“In Heaven’s name! what’s the matter, then?” she asked; and I replied that to me it seemed haunted by the people whom I once knew.

Her shriek might have been heard on the Nevsky, as she fell against an old serving woman, who was just entering the room, and kept her mistress from falling.

“Haunted? Explain! What do you mean? What do you know of the people who once lived here? I was told by the proprietor, of whom I rented it a year ago, that it was perfectly respectable every way. There isn’t a more first-class house in St. Petersburg. Do you think I would have anything that was not first-class—I, who wasn’t brought up to keep boarders?”

“Of course not,” I said, taking a chair and removing my hat, for the day was very warm.

The woman’s manner was so offensive that I resolved to tell her the truth about her first-class house, and was rather anxious to see the effect, especially as her first question to us, after learning that we were Americans, was to ask if we sympathized with the anarchists, of whom America was full, and who were always killing a President or somebody, just like the nihilists. She detested them, she said, and would not have one in her house, if she knew it. She did have one, as she found after he had left, and she burned sulphur candles in his room for two days, to remove the taint. Her servants were all loyal to the government, such as it was. She thought it might be improved, but it was the duty of its citizens to stand by it. All this she had said, and more, and I was wondering if she knew that nihilists had occupied her house, and were now in Siberia.
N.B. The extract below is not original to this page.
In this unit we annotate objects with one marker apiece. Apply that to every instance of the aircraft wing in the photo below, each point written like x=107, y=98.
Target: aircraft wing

“Did you ever hear of the Scholaskies?” I asked, when I could get in a word.

“Scholaskies?” she repeated. “The name sounds familiar. Alex!” and she turned to the old woman, against whom she was still propped, and who seemed to be her prime factor. “Alex,” she screamed, saying, apologetically to us, “She is deaf as a post,” “Alex, did you ever hear of the Scholaskies?”

The old woman shook her head, and Mrs. Browne continued, in Russian, which she had no idea I understood: “This American woman speaks as if the Scholaskies had something to do with this house—this room. Think hard!”

The old woman looked at my friend, Mrs. Whitney, and myself curiously, as if we were some rare specimens, while she seemed to be thinking, and her tan-colored face wrinkled up into folds; then she shook her head again, and Mrs. Browne said to me: “Alex never heard of them; but, then, she has only been a year here from Moscow, have you, Alex?”

Alex didn’t answer, and the question was screamed into her ear.